The Correct Option is B

Provided:
- Circular track radius: \( R = 9 \, \text{m} \)
- Revolutions completed: 120
- Time taken: 3 minutes

Step 1: Determine Angular Velocity
Angular velocity \( \omega \) is calculated as:

\[ \omega = \frac{\text{Total revolutions}}{\text{Time taken}} \times 2\pi \, \text{rad/s}. \]

Using given values:

\[ \omega = \frac{120 \, \text{revolutions}}{3 \, \text{minutes}} \times \frac{2\pi \, \text{rad}}{1 \, \text{revolution}}. \]

Convert time to seconds:

\[ \omega = \frac{120 \times 2\pi}{3 \times 60} \, \text{rad/s} = \frac{4\pi}{3} \, \text{rad/s}. \]

Step 2: Calculate Centripetal Acceleration
Centripetal acceleration \( a_{\text{centripetal}} \) is given by:

\[ a_{\text{centripetal}} = \omega^2 R. \]

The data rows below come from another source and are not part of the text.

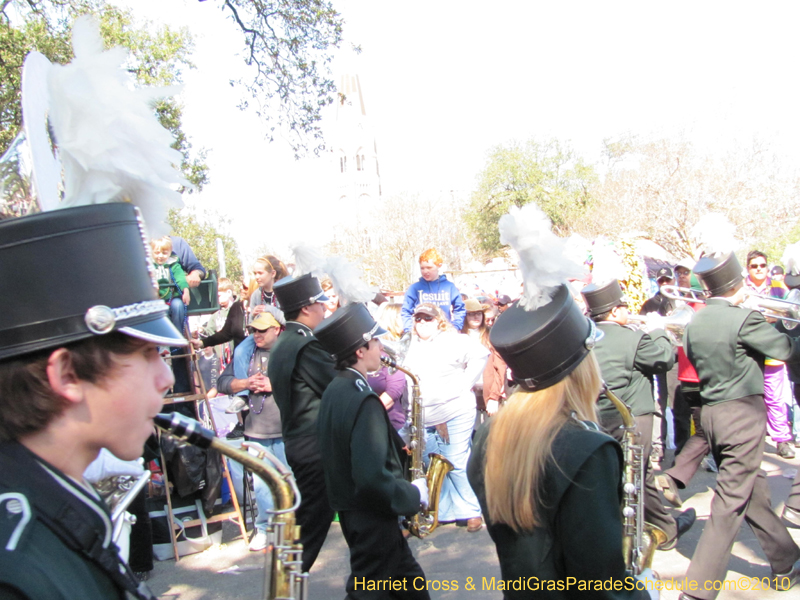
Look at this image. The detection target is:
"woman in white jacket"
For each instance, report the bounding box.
[405,303,489,532]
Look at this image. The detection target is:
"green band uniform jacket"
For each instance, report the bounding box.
[319,369,420,515]
[0,442,154,600]
[683,298,800,405]
[594,321,675,417]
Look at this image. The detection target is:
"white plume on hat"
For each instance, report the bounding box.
[48,16,187,236]
[326,256,377,306]
[691,213,737,256]
[289,241,327,279]
[781,242,800,277]
[499,204,583,310]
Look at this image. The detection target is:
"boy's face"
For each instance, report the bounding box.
[419,260,439,281]
[81,344,174,460]
[153,246,172,265]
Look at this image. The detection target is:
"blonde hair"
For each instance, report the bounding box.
[375,302,403,341]
[484,352,602,533]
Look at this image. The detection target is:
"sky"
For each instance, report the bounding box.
[117,0,800,256]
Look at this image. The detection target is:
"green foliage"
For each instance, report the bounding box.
[0,0,208,191]
[466,139,597,258]
[167,208,243,281]
[223,0,343,157]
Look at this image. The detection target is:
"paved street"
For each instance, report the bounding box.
[149,442,800,600]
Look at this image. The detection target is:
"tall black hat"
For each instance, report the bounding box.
[272,273,328,312]
[692,252,744,296]
[581,279,626,317]
[0,203,186,360]
[489,285,602,392]
[314,304,386,360]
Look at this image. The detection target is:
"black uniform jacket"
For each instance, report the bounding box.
[594,321,675,417]
[683,298,800,404]
[467,420,648,600]
[319,369,420,515]
[267,321,336,440]
[0,442,153,600]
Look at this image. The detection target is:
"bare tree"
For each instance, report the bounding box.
[581,139,800,258]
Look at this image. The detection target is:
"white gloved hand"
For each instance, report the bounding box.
[411,477,428,509]
[636,567,661,600]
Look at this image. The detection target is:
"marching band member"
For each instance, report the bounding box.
[681,252,800,600]
[0,18,187,600]
[315,303,429,599]
[581,279,696,550]
[468,205,657,599]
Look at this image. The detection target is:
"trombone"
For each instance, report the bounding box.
[628,304,694,346]
[742,289,800,330]
[661,285,706,304]
[661,285,800,330]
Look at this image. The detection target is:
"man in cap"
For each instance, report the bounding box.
[581,279,695,550]
[0,203,186,599]
[744,250,794,458]
[217,311,286,552]
[682,253,800,600]
[267,274,336,572]
[316,303,429,598]
[639,267,675,462]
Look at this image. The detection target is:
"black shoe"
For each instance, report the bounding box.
[658,508,697,550]
[781,506,800,527]
[771,561,800,592]
[225,423,244,440]
[656,473,683,508]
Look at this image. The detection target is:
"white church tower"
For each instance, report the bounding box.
[331,75,381,212]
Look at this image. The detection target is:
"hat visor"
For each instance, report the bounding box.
[117,315,189,346]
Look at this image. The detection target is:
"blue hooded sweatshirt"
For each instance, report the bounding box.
[400,275,467,331]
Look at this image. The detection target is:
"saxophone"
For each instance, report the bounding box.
[603,384,667,575]
[381,356,453,538]
[154,413,308,600]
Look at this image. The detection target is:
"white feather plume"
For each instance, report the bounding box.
[48,16,186,236]
[499,204,583,310]
[326,256,377,305]
[781,242,800,277]
[592,236,626,286]
[691,213,737,256]
[289,241,327,279]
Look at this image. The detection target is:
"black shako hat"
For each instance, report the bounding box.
[692,252,744,296]
[272,273,328,313]
[314,304,386,360]
[581,279,627,317]
[0,202,187,360]
[489,285,602,392]
[783,272,800,290]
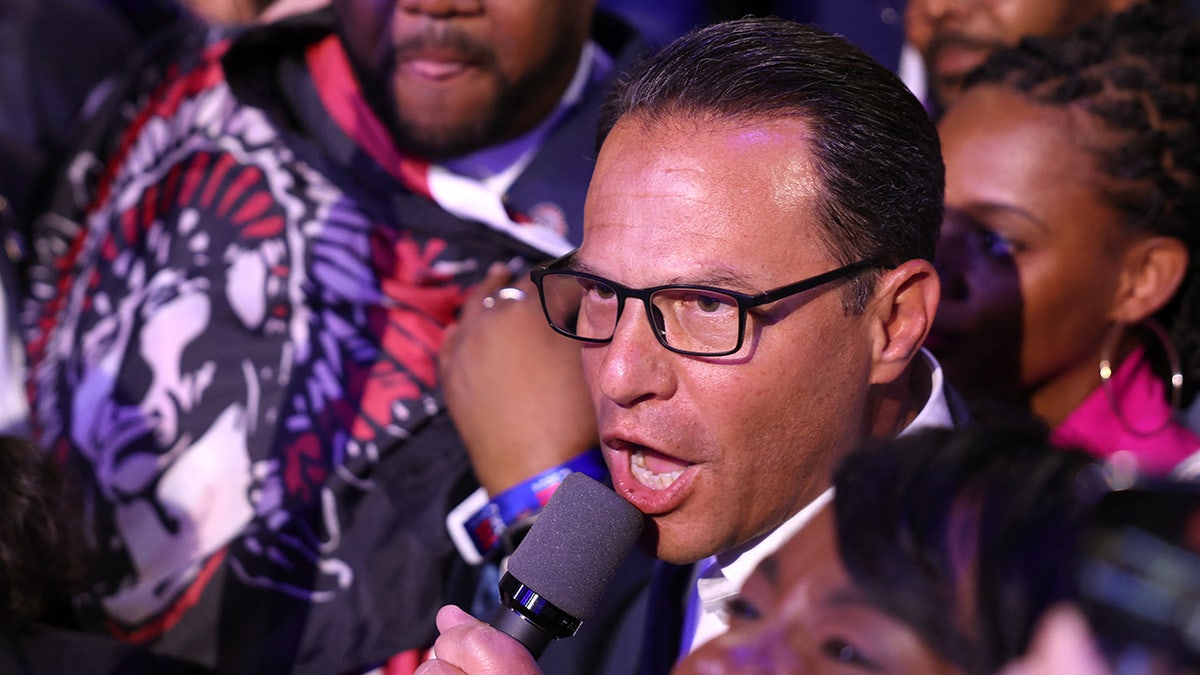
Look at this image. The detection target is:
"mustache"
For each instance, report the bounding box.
[391,22,496,66]
[929,31,1004,56]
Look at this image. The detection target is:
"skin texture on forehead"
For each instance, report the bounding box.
[577,114,871,562]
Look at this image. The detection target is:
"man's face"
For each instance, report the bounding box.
[905,0,1136,106]
[575,118,871,562]
[334,0,595,160]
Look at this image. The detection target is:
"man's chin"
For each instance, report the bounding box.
[392,120,497,162]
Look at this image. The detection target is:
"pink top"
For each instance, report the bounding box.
[1050,347,1200,474]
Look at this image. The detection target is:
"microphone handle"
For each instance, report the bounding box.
[492,605,554,659]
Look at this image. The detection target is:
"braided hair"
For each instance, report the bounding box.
[967,2,1200,401]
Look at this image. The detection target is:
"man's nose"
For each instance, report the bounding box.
[587,298,676,407]
[398,0,485,17]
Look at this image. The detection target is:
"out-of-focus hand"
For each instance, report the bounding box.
[415,605,541,675]
[439,264,598,496]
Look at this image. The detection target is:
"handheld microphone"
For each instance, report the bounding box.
[492,473,644,658]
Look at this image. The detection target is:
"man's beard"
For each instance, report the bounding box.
[386,82,517,161]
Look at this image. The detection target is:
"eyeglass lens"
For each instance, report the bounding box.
[542,273,742,352]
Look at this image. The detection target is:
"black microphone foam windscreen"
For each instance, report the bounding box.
[509,473,644,621]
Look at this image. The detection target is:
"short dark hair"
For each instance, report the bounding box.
[0,436,85,632]
[834,418,1099,674]
[967,2,1200,400]
[598,18,944,311]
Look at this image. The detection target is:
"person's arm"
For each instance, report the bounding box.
[440,265,598,496]
[439,260,605,562]
[415,605,541,675]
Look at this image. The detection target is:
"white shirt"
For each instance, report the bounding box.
[680,348,954,656]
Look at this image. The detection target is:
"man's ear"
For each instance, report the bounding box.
[866,258,942,384]
[1110,237,1188,323]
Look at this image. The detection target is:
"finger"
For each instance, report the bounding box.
[434,604,482,633]
[413,658,467,675]
[422,605,540,675]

Substitute \( \omega \) and \( R \) values:

\[ a_{\text{centripetal}} = \left(\frac{4\pi}{3}\right)^2 \times 9. \]

Simplify:

\[ a_{\text{centripetal}} = \frac{16\pi^2}{9} \times 9 = 16\pi^2 \, \text{m/s}^2. \]

The centripetal acceleration magnitude is \( 16\pi^2 \, \text{m/s}^2 \).